Maar o wee als hij per ongeluk zelf iets vindt dat zijn interesse wekt—iets prachtigs zoals boormachines, glimmende hamers of tubes lijm waarvan je vingers voor eeuwig aan elkaar plakken als je niet oppast—dan krijgt hij een verontwaardigde blik toegeworpen. "Hoe kun je daar nu naar staan kijken?" vraagt ze met een lichte afkeer. Boekenwinkels zijn helemaal het toppunt van tijdverspilling. "Je bent volop je kelder aan het uitmesten, al je boeken moeten weg, zeg je! En nu sta je daar maar te kijken naar tien vierkante meter papier."

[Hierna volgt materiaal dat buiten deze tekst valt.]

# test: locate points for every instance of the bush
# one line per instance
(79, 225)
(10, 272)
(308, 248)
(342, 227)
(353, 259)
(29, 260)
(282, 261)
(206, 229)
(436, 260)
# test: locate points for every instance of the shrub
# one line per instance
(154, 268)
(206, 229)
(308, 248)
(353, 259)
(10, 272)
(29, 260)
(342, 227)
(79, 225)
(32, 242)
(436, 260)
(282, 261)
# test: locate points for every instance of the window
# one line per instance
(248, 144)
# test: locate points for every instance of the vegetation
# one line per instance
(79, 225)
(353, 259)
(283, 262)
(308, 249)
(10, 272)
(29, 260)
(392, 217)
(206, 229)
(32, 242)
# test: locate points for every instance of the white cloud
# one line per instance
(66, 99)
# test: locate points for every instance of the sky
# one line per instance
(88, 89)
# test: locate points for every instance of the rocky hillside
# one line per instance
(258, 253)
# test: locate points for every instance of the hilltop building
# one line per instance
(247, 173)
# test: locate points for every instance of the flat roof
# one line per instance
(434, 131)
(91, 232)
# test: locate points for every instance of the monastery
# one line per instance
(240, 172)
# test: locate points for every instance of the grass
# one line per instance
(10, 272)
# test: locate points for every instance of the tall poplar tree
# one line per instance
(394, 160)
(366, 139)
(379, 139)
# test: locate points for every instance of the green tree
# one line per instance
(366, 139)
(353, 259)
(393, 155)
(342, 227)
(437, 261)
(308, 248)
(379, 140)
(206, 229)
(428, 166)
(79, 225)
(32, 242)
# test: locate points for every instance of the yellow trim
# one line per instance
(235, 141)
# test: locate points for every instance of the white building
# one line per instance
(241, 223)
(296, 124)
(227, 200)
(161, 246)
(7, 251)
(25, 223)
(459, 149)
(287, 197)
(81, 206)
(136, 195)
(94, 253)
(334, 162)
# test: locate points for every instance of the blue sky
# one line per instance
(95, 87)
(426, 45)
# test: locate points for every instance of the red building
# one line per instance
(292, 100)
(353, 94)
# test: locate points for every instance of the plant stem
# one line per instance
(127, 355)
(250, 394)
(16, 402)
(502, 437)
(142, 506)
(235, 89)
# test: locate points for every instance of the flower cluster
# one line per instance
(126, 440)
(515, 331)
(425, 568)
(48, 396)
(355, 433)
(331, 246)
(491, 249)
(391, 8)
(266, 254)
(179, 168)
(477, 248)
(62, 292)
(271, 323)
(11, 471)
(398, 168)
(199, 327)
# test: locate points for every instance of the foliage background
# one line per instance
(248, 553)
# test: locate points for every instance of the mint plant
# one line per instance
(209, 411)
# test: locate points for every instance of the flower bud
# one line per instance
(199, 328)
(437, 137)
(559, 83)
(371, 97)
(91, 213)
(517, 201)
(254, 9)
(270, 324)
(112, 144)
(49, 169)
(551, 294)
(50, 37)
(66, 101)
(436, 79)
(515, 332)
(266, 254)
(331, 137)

En zo sjok je  braaf mee, eerst een lengte achter, dan weer twee lengtes vooruit, net zoals bij de Arabieren: de vrouw volgt op eerbiedige afstand. En alle vitrine-verleidingen probeer je te negeren—compressoren, sigaren, zelfs flessen whisky die me bijna toelachen. Maar toch, het blijft wel plezant.

En nu was er die een grote overdekte rommelmarkt in het Wijnegem Shopping Center.

WSC, een van de grootste winkelcentra van Vlaanderen, ligt op amper een dikke twee kilometer wandelen van het domein van Mr Willy. Mooi wandelen, langs velden en weiden, door een schilderachtig landschap vol wuivend gras en kwetterende vogels, waar de lucht net iets frisser ruikt dan thuis. Het is de perfecte opwarmer voor een dagje rommelmarkt.

En het was leuk. Alles stond nog in het teken van Halloween. En dat is dus een feest van mysterie en spanning. Etalages knipogen je toe met fel oplichtende pompoenen en grijnzende schedels, elk een uitnodiging om binnen te stappen in hun donkere wereld. Hier met feloranje, uitbundige lichten, daar met een subtielere duisternis—alsof je zo een spookhuis binnenstapt. Heksen met priemende ogen loeren vanachter spinnenwebben, weerwolven grijnzen vanuit de schaduwen. En daar flitst een griezelige silhouet voorbij, net zichtbaar in het schijnsel van de straatlantaarn. Halloween heeft de winkelstraten betoverd—een magische mix van licht en duister. En daar hebben we dus nog een hele dag rondgelopen. Helaas geen schatten gevonden.

Maar er was wel een lichtpuntje, een groepje vrolijke mensen met een groot bord: "Free Hugs." Voor ik het besef, staat er een grote, rondborstige jongedame recht voor mijn neus, en ze vraagt me met een warme glimlach: "Mag ik u een knuffel geven?" Nou, dat vraagt ze dus aan Meneer Willy, wiens verkoudheid nog lang niet genezen is en die daar rondloopt met een neus die drupt als een lekkende kraan en wallen die op theezakjes lijken. Maar voor hij de kans krijgt om haar daarop te wijzen, voelt hij al twee ijzersterke armen om zich heen, krijgt een stevige omhelzing, een knuffel, en dan is ze weg, vrolijk naar het volgende 'slachtoffer.'

Als er morgen in de krant staat dat het WSC in quarantaine is, weet je alvast waar het vandaan komt.

Het was toevallig ook nog gewoon markt, dus ik blijf mooi in de buurt van Mevr Willy, want zij heeft de kas, en ik ben uiteindelijk maar de pakjesdrager van dienst. Bij een kraam blijven we staan. Ze bakken er varkensribbetjes die er zo smakelijk uitzien dat het water me in de mond loopt. Twee grote stuks heb ik meegenomen.

En dan terug naar huis.

Maar ja, met die geurende ribbetjes in een papieren zakje krijg je plots heel andere volgers. Het hele hondenbestand van Wijnegem stond me aan te staren alsof ik een wandelend buffet was. Achter me kwijlden vijf raszuivere exemplaren die hun baasjes zo goed als vergaten. Goed dat die baasjes redelijk gedisciplineerd waren en hun honden aan de leiband hielden, want anders was ik bij thuiskomst de trotse eigenaar geworden van een Afghaanse windhond, een Duitse herder, een poedeltje en nog twee stuks van onbekende origine.

Maar 't was toch een heel leuke dag geweest. En de ribbetjes waren lekker.